In the present work we determine the benchmark relative energies and geometries of all the relevant stationary points of the X⁻ + PH₂Y [X, Y = F, Cl, Br, I] identity and non-identity reactions using state-of-the-art electronic-structure methods. These phosphorus-centered ion–molecule reactions follow two main reaction routes: bimolecular nucleophilic substitution (S_N2), leading to Y⁻ + PH₂X, and proton transfer, resulting in HX + PHY⁻ products. The S_N2 route can proceed through Walden-inversion, front-side-attack retention, and double-/multiple-inversion pathways. In addition, we also identify the following product channels: H⁻-formation, PH₂⁻- and PH₂-formation, ¹PH- and ³PH-formation, H₂-formation and HY + PHX⁻ formation.

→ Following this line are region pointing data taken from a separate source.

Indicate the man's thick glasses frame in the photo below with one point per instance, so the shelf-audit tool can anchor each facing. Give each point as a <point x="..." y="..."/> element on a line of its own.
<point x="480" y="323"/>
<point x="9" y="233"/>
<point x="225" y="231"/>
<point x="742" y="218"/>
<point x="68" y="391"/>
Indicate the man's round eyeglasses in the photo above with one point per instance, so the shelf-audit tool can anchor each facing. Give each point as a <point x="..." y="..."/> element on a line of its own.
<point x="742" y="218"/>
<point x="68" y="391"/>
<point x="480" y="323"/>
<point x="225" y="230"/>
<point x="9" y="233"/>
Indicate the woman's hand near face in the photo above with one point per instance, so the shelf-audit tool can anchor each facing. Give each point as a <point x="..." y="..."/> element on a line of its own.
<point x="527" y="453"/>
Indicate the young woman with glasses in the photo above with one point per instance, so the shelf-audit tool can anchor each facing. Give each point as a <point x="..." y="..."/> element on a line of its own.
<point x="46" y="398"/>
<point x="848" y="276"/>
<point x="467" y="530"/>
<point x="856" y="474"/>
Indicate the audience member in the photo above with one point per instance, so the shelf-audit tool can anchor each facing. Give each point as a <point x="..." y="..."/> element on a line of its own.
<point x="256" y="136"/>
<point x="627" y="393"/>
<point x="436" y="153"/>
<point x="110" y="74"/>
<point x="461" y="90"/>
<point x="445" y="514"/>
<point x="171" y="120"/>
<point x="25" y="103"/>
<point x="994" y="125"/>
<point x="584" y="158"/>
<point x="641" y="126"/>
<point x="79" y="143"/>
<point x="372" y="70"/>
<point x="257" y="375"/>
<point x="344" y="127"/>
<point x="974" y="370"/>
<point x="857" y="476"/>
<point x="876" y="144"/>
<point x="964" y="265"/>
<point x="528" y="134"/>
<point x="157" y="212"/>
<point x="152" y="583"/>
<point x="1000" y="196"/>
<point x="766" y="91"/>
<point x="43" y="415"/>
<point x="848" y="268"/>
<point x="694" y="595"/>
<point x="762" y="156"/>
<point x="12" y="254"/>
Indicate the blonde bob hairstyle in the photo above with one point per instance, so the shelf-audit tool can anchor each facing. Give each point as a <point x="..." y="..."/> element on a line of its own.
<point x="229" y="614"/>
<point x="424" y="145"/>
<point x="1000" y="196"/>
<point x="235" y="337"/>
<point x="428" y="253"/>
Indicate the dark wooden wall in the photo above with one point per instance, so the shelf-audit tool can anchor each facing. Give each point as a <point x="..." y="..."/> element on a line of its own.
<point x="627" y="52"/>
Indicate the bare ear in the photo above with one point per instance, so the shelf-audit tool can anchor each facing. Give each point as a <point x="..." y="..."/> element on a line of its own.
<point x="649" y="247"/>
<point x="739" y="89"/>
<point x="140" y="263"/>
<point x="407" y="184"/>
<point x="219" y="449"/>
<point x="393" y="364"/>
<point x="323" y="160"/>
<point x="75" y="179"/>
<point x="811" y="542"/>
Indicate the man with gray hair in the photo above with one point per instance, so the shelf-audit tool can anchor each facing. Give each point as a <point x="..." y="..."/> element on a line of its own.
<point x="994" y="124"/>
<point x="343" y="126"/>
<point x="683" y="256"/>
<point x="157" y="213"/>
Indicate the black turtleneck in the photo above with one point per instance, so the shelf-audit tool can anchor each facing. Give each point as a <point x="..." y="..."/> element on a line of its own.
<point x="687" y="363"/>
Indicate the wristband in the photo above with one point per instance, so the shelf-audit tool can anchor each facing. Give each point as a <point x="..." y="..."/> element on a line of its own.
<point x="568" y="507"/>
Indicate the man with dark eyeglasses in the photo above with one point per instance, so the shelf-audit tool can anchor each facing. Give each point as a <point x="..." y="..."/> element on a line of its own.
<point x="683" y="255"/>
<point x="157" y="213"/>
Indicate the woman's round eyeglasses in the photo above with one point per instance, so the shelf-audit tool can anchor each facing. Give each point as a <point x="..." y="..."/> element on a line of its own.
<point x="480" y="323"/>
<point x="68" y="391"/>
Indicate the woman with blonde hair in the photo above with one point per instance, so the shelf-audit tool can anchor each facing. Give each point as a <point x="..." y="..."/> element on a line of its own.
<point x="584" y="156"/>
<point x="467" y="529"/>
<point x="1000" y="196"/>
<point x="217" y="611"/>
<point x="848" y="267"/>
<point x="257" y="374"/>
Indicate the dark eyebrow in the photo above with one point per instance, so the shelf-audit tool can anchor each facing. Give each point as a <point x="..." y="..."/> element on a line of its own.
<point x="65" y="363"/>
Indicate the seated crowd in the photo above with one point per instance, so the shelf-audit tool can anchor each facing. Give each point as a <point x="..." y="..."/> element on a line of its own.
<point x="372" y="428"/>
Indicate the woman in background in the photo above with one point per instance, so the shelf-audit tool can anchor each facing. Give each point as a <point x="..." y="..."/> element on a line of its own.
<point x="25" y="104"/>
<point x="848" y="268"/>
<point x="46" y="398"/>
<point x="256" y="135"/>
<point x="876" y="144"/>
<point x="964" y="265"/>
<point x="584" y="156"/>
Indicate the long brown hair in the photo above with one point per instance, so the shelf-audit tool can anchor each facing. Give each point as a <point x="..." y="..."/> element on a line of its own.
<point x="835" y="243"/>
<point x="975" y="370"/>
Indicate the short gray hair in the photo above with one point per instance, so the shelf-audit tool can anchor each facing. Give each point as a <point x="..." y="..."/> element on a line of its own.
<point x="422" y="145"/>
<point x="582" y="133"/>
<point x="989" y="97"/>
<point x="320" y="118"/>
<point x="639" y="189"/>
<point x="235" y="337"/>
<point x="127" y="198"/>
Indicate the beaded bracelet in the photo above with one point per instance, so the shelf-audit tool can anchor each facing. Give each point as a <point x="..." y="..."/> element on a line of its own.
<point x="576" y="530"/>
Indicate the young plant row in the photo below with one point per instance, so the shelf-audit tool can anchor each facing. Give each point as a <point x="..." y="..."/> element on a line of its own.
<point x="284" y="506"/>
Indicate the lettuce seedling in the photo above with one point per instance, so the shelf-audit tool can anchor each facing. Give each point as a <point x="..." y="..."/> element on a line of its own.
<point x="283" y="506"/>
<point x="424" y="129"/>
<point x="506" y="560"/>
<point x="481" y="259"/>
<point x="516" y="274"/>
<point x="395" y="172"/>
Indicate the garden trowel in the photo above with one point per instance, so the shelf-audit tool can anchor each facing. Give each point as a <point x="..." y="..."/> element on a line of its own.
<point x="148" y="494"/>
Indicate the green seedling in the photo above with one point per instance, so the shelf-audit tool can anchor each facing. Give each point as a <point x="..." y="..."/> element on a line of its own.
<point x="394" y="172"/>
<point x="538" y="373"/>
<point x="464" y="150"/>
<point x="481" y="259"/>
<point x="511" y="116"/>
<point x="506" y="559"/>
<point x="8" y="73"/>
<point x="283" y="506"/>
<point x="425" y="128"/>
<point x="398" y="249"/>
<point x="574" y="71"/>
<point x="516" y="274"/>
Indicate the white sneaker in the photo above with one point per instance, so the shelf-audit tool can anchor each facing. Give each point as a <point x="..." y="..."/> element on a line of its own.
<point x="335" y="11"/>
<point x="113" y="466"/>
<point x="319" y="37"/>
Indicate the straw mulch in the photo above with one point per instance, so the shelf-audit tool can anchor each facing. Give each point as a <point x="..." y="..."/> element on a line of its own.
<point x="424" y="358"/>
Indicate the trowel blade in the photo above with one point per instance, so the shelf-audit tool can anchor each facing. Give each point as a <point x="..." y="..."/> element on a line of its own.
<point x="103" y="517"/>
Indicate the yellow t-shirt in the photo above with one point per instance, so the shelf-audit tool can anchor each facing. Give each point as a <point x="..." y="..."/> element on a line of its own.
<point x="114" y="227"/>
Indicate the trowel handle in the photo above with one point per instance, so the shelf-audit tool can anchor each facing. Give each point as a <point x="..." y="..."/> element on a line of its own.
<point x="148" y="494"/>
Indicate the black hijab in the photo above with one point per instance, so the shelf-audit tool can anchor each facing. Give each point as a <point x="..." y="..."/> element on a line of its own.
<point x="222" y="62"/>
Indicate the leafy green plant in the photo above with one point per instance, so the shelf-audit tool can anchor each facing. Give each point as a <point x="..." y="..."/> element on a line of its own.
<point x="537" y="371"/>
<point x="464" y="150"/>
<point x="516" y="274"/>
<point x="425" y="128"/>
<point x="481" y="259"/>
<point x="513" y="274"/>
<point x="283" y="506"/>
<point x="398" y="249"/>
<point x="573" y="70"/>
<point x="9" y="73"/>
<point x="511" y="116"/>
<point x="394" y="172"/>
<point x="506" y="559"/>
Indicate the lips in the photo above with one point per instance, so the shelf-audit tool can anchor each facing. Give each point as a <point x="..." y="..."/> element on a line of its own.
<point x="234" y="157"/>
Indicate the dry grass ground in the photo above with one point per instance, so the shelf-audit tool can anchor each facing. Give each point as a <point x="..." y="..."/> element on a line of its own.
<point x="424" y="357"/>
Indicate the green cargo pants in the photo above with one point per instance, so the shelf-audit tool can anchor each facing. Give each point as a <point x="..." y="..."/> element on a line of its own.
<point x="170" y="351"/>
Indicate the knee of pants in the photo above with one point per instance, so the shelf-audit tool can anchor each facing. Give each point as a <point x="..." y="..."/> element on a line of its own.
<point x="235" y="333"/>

The benchmark classical relative energies are obtained by taking into account the core-correlation, scalar relativistic, and post-(T) corrections, which turn out to be necessary to reach subchemical (<1 kcal mol⁻¹) accuracy of the results. Classical relative energies are augmented with zero-point-energy contributions to gain the benchmark adiabatic energies.